20 janvier 1309 : reconnaissance des reliques de Saint-Gaudens

20 janvier 1309 : reconnaissance des reliques de Saint-Gaudens

344
PARTAGER
peint pour l'Žglise de st. Saturnin ˆ Toulouse. Iconostase

Deux siècles après le martyre de Saint Saturnin, évêque de Toulouse, c’est au tour d’une petite ville, le Mas Saint Pierre, de connaître la consécration.

Aux alentours de l’an 475, la région toulousaine est incluse dans le royaume des Wisigoths. Bien que le christianisme soit ancré dans les esprits, nombreux sont ceux qui pratiquent l’arianisme, hérésie démentant la divinité de Jésus-Christ, fils de Dieu, faisant de lui un simple homme. Dans ce contexte de tensions entre les Wisigoths et le Saint-Siège, le roi Evaric de Toulouse, arien, désire imposer sa religion aux populations de son royaume et n’hésite pas pour cela à multiplier arrestations et exécutions. Il envoie ainsi son général, Malet, vers les campagnes.
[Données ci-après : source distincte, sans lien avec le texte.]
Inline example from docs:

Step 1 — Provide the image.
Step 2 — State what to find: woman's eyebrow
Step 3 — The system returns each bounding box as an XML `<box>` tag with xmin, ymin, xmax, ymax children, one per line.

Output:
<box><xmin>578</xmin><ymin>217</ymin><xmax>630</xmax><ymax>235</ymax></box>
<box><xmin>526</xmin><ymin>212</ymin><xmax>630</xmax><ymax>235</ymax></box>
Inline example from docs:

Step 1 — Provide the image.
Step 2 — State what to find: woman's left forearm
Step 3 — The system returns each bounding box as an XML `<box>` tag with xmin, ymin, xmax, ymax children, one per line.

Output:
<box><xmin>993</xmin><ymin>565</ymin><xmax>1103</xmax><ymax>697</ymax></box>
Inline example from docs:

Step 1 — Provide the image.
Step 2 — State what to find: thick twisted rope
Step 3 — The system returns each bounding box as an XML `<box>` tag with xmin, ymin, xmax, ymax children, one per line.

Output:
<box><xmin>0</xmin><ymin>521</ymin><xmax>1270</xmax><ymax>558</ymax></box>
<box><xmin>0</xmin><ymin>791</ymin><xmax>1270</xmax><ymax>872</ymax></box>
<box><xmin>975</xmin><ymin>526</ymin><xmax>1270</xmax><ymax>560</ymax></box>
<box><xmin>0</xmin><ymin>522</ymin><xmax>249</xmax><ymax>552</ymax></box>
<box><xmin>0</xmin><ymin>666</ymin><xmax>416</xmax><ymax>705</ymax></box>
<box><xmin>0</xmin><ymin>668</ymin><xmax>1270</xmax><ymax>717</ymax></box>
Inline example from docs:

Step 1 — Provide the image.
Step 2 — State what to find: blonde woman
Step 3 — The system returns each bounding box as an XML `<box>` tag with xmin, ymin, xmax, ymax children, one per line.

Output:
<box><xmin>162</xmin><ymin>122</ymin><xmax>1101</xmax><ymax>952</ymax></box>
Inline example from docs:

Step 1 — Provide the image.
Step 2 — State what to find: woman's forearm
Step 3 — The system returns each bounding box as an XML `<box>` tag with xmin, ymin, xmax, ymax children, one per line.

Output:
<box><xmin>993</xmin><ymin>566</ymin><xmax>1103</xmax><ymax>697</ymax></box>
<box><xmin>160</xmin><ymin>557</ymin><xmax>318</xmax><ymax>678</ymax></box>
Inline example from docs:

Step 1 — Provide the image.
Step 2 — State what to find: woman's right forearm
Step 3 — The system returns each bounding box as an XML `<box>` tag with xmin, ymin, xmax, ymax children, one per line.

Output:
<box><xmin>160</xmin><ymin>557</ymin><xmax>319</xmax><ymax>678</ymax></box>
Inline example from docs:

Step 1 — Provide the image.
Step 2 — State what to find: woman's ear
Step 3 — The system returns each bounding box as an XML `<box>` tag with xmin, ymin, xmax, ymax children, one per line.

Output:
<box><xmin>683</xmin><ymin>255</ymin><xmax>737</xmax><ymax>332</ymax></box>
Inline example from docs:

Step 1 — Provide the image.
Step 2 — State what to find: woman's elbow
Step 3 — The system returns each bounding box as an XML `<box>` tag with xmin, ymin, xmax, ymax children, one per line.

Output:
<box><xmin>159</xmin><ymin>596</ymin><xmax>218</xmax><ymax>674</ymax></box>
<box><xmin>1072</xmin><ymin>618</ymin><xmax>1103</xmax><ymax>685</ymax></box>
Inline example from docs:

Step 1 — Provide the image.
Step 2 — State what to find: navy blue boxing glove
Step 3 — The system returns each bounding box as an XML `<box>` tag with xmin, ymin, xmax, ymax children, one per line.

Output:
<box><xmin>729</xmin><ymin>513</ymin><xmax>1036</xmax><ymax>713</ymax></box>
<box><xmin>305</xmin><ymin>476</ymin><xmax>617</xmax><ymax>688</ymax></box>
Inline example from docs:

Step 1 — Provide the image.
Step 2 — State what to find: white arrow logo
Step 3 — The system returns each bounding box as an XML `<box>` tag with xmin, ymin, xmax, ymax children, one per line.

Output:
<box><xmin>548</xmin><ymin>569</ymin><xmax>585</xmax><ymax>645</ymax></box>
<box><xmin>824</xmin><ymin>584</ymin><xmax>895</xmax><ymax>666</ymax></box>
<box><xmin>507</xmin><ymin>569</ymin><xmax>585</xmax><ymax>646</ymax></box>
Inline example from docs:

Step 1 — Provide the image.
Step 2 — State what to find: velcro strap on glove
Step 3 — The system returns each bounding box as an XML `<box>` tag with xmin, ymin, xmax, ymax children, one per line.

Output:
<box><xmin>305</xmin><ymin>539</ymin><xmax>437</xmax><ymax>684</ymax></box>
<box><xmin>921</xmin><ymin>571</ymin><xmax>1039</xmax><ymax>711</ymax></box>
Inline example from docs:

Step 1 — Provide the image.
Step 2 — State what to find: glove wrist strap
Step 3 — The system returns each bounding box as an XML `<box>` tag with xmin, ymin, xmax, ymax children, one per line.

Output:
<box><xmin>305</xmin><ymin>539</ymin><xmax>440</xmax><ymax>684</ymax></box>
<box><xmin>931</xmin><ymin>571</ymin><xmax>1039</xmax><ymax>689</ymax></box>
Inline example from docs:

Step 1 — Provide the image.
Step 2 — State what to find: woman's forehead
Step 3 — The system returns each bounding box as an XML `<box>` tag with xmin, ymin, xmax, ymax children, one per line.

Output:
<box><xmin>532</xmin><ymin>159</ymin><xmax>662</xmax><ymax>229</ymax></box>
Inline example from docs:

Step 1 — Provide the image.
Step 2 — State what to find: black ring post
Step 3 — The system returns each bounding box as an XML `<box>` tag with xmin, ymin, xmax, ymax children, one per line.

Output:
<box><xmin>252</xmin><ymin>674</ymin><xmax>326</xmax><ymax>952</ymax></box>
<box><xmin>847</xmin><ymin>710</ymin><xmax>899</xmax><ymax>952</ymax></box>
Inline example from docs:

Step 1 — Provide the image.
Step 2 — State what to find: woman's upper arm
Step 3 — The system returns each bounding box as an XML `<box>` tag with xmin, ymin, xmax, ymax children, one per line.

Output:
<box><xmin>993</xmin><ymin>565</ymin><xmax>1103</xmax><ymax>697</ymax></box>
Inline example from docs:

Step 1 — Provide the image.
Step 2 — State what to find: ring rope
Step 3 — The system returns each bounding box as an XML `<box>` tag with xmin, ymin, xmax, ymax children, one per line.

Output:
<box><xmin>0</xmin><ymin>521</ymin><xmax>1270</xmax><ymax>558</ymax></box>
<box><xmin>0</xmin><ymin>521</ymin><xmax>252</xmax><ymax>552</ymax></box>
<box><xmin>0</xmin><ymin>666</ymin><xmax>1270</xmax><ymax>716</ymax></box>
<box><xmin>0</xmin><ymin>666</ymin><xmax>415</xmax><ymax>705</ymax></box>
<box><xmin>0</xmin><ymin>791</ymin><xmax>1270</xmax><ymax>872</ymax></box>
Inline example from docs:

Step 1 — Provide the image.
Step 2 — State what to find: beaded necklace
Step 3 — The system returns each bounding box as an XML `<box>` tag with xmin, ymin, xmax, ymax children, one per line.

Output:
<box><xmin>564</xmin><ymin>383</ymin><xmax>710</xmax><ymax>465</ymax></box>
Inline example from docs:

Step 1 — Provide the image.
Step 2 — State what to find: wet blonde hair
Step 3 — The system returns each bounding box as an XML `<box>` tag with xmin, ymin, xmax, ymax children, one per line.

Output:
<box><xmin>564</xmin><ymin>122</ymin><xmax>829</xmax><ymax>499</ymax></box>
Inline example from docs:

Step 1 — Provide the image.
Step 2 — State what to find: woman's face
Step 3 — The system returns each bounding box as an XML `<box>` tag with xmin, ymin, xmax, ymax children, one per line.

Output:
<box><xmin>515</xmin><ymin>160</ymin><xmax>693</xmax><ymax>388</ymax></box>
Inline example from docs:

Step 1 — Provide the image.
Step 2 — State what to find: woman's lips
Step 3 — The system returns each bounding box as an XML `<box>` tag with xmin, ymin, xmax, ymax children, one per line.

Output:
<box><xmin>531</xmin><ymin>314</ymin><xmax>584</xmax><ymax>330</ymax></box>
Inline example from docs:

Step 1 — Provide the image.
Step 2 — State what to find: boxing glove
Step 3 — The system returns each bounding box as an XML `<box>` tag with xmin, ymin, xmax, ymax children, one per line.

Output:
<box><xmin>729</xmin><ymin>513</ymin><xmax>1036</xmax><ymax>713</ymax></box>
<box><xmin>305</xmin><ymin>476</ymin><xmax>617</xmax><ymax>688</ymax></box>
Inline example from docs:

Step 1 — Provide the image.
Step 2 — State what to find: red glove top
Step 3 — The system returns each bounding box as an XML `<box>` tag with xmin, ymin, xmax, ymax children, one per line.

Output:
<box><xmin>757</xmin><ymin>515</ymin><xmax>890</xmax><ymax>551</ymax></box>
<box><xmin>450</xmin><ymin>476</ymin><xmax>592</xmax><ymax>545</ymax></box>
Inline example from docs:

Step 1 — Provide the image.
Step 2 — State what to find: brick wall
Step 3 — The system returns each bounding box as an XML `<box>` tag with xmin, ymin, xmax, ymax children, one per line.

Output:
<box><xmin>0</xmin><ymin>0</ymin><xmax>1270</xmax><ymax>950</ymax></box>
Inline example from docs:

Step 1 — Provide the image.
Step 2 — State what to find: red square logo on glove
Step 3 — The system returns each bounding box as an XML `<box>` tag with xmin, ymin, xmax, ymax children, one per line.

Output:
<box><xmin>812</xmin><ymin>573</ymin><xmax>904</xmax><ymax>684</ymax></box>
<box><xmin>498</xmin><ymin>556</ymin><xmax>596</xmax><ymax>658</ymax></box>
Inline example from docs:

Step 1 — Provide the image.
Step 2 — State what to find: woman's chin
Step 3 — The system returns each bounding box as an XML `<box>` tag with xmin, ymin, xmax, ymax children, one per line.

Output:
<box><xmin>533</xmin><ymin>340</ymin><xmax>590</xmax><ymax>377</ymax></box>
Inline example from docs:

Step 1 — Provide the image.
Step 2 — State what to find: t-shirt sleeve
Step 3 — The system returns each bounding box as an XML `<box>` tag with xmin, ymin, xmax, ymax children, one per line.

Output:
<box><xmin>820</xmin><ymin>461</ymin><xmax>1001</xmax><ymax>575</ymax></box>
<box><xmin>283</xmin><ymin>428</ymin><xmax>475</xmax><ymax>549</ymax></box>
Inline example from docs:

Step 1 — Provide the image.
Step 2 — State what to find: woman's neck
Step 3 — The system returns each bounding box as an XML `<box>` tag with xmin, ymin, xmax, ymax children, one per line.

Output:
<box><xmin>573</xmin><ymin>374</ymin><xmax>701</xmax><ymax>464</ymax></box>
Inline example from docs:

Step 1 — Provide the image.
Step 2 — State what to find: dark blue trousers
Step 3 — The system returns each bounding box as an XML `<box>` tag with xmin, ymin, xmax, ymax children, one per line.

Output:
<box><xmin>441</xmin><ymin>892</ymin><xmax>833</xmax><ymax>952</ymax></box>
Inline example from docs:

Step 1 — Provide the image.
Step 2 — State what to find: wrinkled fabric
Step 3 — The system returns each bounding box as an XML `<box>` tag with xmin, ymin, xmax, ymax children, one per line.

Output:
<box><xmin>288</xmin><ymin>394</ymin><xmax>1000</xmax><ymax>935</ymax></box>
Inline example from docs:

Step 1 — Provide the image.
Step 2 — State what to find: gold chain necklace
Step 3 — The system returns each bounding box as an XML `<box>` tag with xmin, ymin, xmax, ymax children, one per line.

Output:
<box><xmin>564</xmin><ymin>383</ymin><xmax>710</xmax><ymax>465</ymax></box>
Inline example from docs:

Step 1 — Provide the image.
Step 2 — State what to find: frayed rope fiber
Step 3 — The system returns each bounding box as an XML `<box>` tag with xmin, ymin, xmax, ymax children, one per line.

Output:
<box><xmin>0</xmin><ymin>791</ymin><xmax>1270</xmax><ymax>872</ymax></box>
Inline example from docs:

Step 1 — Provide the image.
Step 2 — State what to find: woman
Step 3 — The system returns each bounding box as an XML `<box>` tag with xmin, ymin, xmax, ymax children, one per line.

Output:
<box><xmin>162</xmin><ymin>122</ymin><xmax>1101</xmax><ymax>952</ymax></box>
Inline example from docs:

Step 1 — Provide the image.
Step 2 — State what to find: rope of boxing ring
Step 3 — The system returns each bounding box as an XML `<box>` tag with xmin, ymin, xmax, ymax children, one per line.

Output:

Malet parvient au Mas Saint Pierre, petit hameau autour d’une chapelle à Saint Pierre bâtie par Saint Saturnin lui-même lorsqu’il convertissait les populations païennes. Avisant un berger de 13 ans du nom de Gaudens, il lui demanda d’abjurer sa foi chrétienne. Devant le refus du garçon, le général fait appeler sa mère, veuve, pensant par son influence plier sa volonté. Malheureusement pour Malet, la mère de Gaudens, Quitterie, annonce qu’elle préfère voir son fils mourir plutôt qu’il renie son Dieu. Quitterie assiste à la décapitation de son garçon et meurt aussi le jour même.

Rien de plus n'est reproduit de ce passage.